04 Dec Gift 6: What is Index Bloat and How Do I Fix It?
This is part 6 of our 8 SEO Gifts for Chanukah series breaking down some basics of Search Engine Optimization.
What happens when you want to buy the new Bella Electric Triple Slow Cooker – Red? Well if you are like me you go into Google and type Target Bella Electric Triple Slow Cooker – Red”
So What Exactly is Index Bloat?
An index bloat is one of the most common problems websites (typically ecommerce sites) encounter. Given that majority of sites either have issues with pagination or filters due to various sizes and/or colors of their products – search engines become confused and tend to index all the various landing pages deemed relevant. In many of these cases, the pages should not be indexed but there is no way for the search engine to understand what they should or should not show in the index. So they show everything, sigh.
Uh Oh – My Content Isn’t Showing!
In many instances when the search bot is overwhelmed and unclear what content to show – it might not show anything! When websites were first built it was quite simple: Page A led to page B and page B let to page C. Nowadays, with the simplicity of CMS systems and various folders, sites can have multiple paths that lead to the same content. Page A can lead to Page B which leads to C which also leads to E and A and D and so on. A dress can be found in a sale section, dress section, and in summer clothes. Each section has the same item but with a different subfolder host that the search bot reads and prepares to index.
The problem occurs when multiple products end up in multiple categories and the search bot gets lost in the endless routes ending in repeating products. When it comes down to it, the search bot just needs to know the pages on the site, not the multiple routes that it takes to get to the same page.
It is important to note that from a user standpoint, the ability to find products on a site by specifying certain parameters (like size, style and color) is an awesome organizational tool to have. But, the concepts “user friendly” and “search engine friendly” are not one in the same. To have a user friendly site that is also search engine friendly, you will need to take some extra steps in the development and coding of your site so that the users can have parameters to find the right products, but the search bot is presented with a more streamlined view of the same products.
So, What Can I Do To Fix This?
Luckily we have a few options to identify and clean up a site’s index to consolidate link equity to help strengthen the page’s ranking and relevance for related keywords.
A canonical tag is a special code used read by search engines and bots to differentiate between the preferred version of a page or a page that is highly similar. By placing a canonical tag in the header of your site you are in essence telling the search engine bot to only index the preferred version of a page.
The Canonical tag is placed on the non-preferred version with a link to the preferred version of the site.
- Quick Copy Paste: <link rel=”canonical” href=”http://www.preferedversion.com” />
- A live example of this is on Gap’s homepage. They have placed a canonical tag on all variations of their homepage so that the search bot will be rerouted to the preferred version of the homepage and not get lost in superfluous homepages they’ve created for users.

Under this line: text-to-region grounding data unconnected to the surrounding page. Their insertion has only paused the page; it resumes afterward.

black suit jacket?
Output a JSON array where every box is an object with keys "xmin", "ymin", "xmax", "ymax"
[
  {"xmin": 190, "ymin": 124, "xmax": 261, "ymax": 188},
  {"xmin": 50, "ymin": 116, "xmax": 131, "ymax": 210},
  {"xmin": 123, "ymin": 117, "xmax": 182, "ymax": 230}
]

Note that canonical tags only affect the search bot’s crawling and indexing of the site, but do not interfere with the user’s interactions once they are navigating through the site.
In some cases, the index is over-bloated for a particular site due to old pages that are actually resolving as 404 error pages when you click on a link. If a site decided to change their folder structure from dates to category names or something similar, it is possible that both the old and new URL are currently indexed. In this case, it is best to redirect the old page to the new page to give the visitor the best user experience and the content they are actually looking for!
To learn more about redirects, check out our blog on http status codes!
Google’s Webmaster Tools now allows site owners to decide for themselves how they want the various parameters to show in the site index. As shown in our previous post on URLs, parameters allow the search engine to understand how to display a particular page or to capture cookie or other unique information about a campaign or user. By defining particular parameters you are manually answering the search bot’s query on why the content may appear more than once.
**Be Careful Though! Google has issued a strong warning that you can accidently de-index too many pages so only use this feature if you understand exactly which pages you do and do not want to show.
Pagination is a form of duplicate content that occurs when an article is more than 1 page long or when a product list spans across more than 1 page that most likely has duplicate title tags and meta descriptions. In order to explain the relationship between sequential pages of similar content, we can add a special code to a site header to equate the relationship of various pages. By adding the code rel=”” or rel=”prev” to the connected pages, search bot will be able to recognize the relationship and index or not index accordingly.
Block Robots from Thin Content
Use meta robots tags and robots.txt to ‘noindex’ thin content pages like search pages, category or tag archives, and/or other thin content. Check out our blog post on search bots for a great overview on how to control site crawlers.
Now that we have cleaned up our index we shouldn’t be surprised to easily find our triple slow cooker in red. Just in time for winter!